The Judge in the first instance and the Court of Appeal both found in favour of British Sugar and concluded that both parties had agreed to limit NEI's liability for loss and damage to loss and damage not directly and naturally resulting from NEI's breach of contract. Lord Justice Waller stated that the effect of the limitation wording agreed was that:-

"an obligation was being placed on [NEI] to pay such damages as flowed naturally and directly from any supply by [NEI] of faulty goods or materials, with the limitation being imposed in relation to some other type of loss which did not flow so directly, for example, damage which might flow from special circumstances and come within the second limb in Hadley -v- Baxendale".

As British Sugar's loss of production costs and loss of profits were directly and naturally arising from NEI's breach, the limitation wording inserted into the contract was ineffective against British Sugar's claim.

The Court of Appeal effectively limited the definition of "consequential loss" to damage which did not flow directly from the breach of contract but which was in the reasonable contemplation of both parties at the time of the making the contract and which would, had they thought about it, have a very substantial likelihood of occurring. Such loss, in the context of the British Sugar case, would have occurred if, for example, British Sugar had intended to use the plant to complete a one-off exceptionally profitable contract which was outside their ordinary business activities. In the event of the failure of the plant and the loss of the contract profits, this would not be "normal" loss. Provided that NEI had been made aware of this special contract, and that the plant was to be used in relation to it, loss of these particular profits would have fallen into this definition of "consequential loss".

Consequences of the British Sugar Case

From the facts, at least one (if not both) of the parties at the time the contract was made envisaged that the limitation of NEI's liability in respect of "consequential loss" would limit claims for loss of profit and loss of production.
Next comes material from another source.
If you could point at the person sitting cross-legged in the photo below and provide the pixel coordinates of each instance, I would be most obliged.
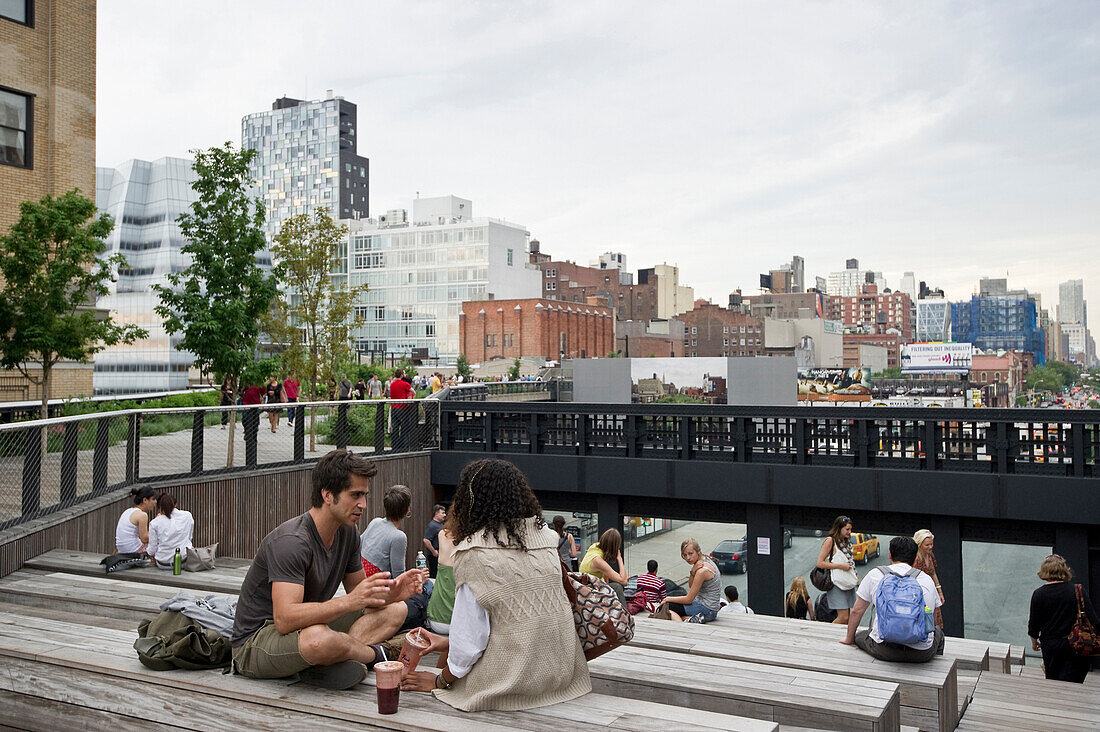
(902, 627)
(287, 619)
Although the Courts construed the limitation clause by looking at the contract as a whole, they did so within the restraints imposed by a number of Court of Appeal decisions since 1935 which have dealt with or touched upon this issue. Lord Justice Waller pointed that the Courts now assume that businessmen using the term "consequential loss" use it in the sense given to it by the Court of Appeal, even where that may not be the case.

As a result, those agreeing to cap liability in contracts should define exactly what liabilities it is intended to cap. If they intend any cap on liability for "consequential loss" to cap liability for loss of profits or loss of production, this must be specifically stated. Alternatively, the liability of the contractor should be limited by stating what the contractor will be liable for, for example repair costs only. Careful drafting is required to ensure that the words of the contract give legal affect to the intentions of the parties.